The myth about code comments

It's still a very common belief that code comments make code readable and clean.

June 27, 2023

Last updated on June 27, 2023 20:53:14 UTC

Every time I integrate with a new software engineering team, eventually I will have to debunk this common myth about code comments: they are a good way to add context and understanding to your program. Years ago, myself and a few colleagues were studying some well-known software engineering curriculum, and we all came to the conclusion together than code comments are not the best way to add context to your program. Since then, pretty much every group of software engineers I've worked with reacts to this idea somewhere between skepticism and outright rejection. The basic premise is this: the only thing that can be truthful is the code. Comments are not reliable and never have been. So why do so many developers think code comments are still a good idea?

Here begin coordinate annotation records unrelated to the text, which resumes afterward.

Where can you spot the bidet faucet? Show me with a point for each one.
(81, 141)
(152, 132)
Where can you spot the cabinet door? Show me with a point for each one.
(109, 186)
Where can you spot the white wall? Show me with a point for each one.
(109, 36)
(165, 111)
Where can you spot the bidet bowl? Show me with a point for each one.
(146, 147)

For a long time, computer science programs would teach that code comments are important for communicating your intent with your program. A lot of people I have worked with who have computer science degrees had this practice ingrained into them, because they would get worse grades if there were no comments. Some languages you absolutely need to write comments because the code can't be understood without them. There is a recent swing back in these programs to teach clean code best practices formally. The University of Illinois here in my hometown has a class in their computer science program that's intent is too teach clean code. This is good, but many programs are still way behind in this area.

The first time I was exposed to this idea was Uncle Bob. But since then I've seen others advocate for it too. The reality is that when you really need to know what a program does, you read the code. You can't trust external information -- docs, READMEs, diagrams, confluence pages, and especially comments. We have all read a README that was out of date and didn't include some key setup step so we had to read the code line by line to find the issue. We have also all read comments that have rotted and contained misleading information. Code always does what it says. Comments on the other hand can lie for a number of reasons. Comments often are written once and never updated. They can contain non-local information; meaning they have information about another function in another file. A developer could change what goes on in the referenced file and that comment will then contain misinformation. And there would be no way for that developer to know to update that comment. Tools that we have today, like IntelliSense and static analysis, have no way to validate the accuracy of a code comment.

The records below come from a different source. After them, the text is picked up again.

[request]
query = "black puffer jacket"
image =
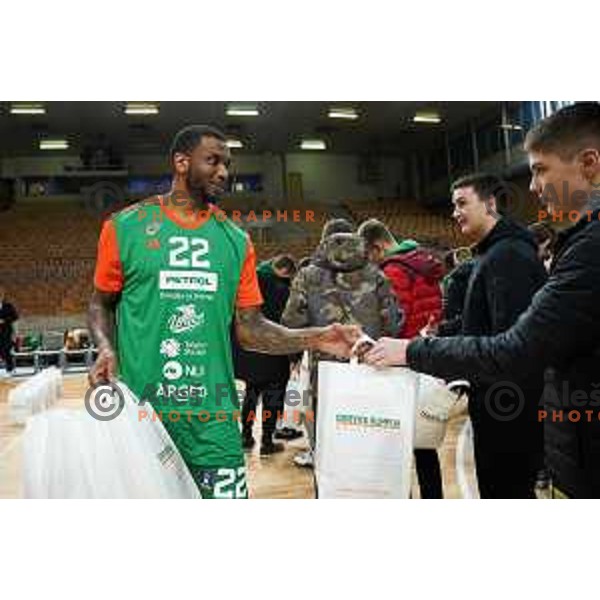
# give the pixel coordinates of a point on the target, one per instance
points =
(561, 332)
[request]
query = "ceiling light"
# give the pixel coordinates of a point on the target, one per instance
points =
(511, 127)
(234, 144)
(54, 145)
(343, 113)
(242, 111)
(27, 109)
(141, 108)
(427, 118)
(313, 145)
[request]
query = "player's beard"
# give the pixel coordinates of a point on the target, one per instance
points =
(197, 191)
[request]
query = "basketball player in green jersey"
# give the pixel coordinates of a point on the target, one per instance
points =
(172, 273)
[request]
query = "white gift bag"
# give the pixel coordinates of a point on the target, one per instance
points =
(69, 454)
(39, 393)
(365, 431)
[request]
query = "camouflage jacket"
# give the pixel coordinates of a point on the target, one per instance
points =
(342, 286)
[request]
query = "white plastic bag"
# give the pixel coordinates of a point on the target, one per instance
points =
(39, 393)
(69, 454)
(465, 463)
(365, 431)
(435, 401)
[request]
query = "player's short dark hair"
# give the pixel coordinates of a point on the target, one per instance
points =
(567, 131)
(336, 226)
(485, 185)
(542, 232)
(374, 231)
(189, 138)
(287, 262)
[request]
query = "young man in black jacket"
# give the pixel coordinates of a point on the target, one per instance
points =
(560, 331)
(266, 376)
(8, 317)
(506, 274)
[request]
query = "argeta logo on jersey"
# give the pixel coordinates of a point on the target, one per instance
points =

And that only includes the examples of a comment being harmful. It would be worth avoiding if only for that, but most of the time comments are simply noise. They restate the code and add nothing of value. There's a reason why so many themes make comments into a muted gray.

A meaningless code comment that restates the function name.

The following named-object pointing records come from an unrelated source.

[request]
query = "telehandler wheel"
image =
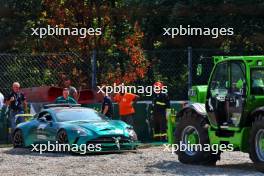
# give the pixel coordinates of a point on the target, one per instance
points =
(257, 143)
(192, 129)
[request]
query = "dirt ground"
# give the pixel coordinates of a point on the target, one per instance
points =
(149, 161)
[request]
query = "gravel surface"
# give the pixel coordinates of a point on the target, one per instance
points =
(149, 161)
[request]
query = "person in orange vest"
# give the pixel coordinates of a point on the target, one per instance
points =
(160, 103)
(126, 110)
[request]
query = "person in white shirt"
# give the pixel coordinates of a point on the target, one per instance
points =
(1, 100)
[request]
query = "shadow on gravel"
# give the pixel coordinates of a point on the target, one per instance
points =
(175, 167)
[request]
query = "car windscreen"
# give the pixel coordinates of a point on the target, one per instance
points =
(79, 115)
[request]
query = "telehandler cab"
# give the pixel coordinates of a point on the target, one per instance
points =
(229, 111)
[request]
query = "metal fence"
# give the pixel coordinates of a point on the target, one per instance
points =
(170, 66)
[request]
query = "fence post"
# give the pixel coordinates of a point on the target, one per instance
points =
(189, 67)
(94, 69)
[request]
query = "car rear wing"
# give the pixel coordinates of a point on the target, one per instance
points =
(60, 105)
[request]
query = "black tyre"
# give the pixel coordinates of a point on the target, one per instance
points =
(192, 129)
(62, 137)
(256, 142)
(18, 140)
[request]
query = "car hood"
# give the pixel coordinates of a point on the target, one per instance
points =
(106, 127)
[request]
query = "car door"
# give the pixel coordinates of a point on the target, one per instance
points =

There's that really good quote by Grady Booch: "Clean code should read like well-written prose." We can write code that is expressive and understandable with only the code itself. And that's really powerful, because when we really want to know how something works, the code is all we can trust. Sometimes developers can be apprehensive about writing long names to variables and functions. I used to write everything in Vim, and yeah, I hated long function names. But we live in an age of powerful IDEs with indexing and refactoring tools; long names are not a burden anymore. I understand that a lot of developers see a long name and it feels "wrong". I feel the same tinge sometimes, because it feels off, unfamiliar. But I have gotten used to it now, especially with all the times I have been thankful for reading a long, descriptive function name that gives me all the context I needed.

And I'm not saying that I never write comments. I definitely write comments. It's that when I do, I know I could have done better. I wasn't able to communicate well using only the code. I will try to refactor the code so it is readable on its own. And sometimes you can't quite make it. There's always exceptions like a cryptic regular expression that you'll just want to leave a comment on because the code itself isn't expressive. The policy I advocate for is never "nuke all comments." It's more about achieving the goal of "well-written prose". There's also plenty of cases where comments are simply mandatory, like the public API in a package. Sometimes you need to include an author name and copyright. Nothing you can do about that.

With those concessions aside, comments are the last, most desperate measure to add context to a program. This is usually the hardest point to get across. Developers I've worked with will usually come around, but they don't want to give up comments completely, believing that they can still be useful in many cases. My challenge is to do as much as you can with your code without them. You might be surprised what you can do with some git savvy, using an IDE (instead of VSCode), and some good names, interfaces, and classes. That result is always going to be cleaner and more expressive than any comment you could have written. And so, with those concessions aside, my point remains: comments are not the best way to add context to a program, code is.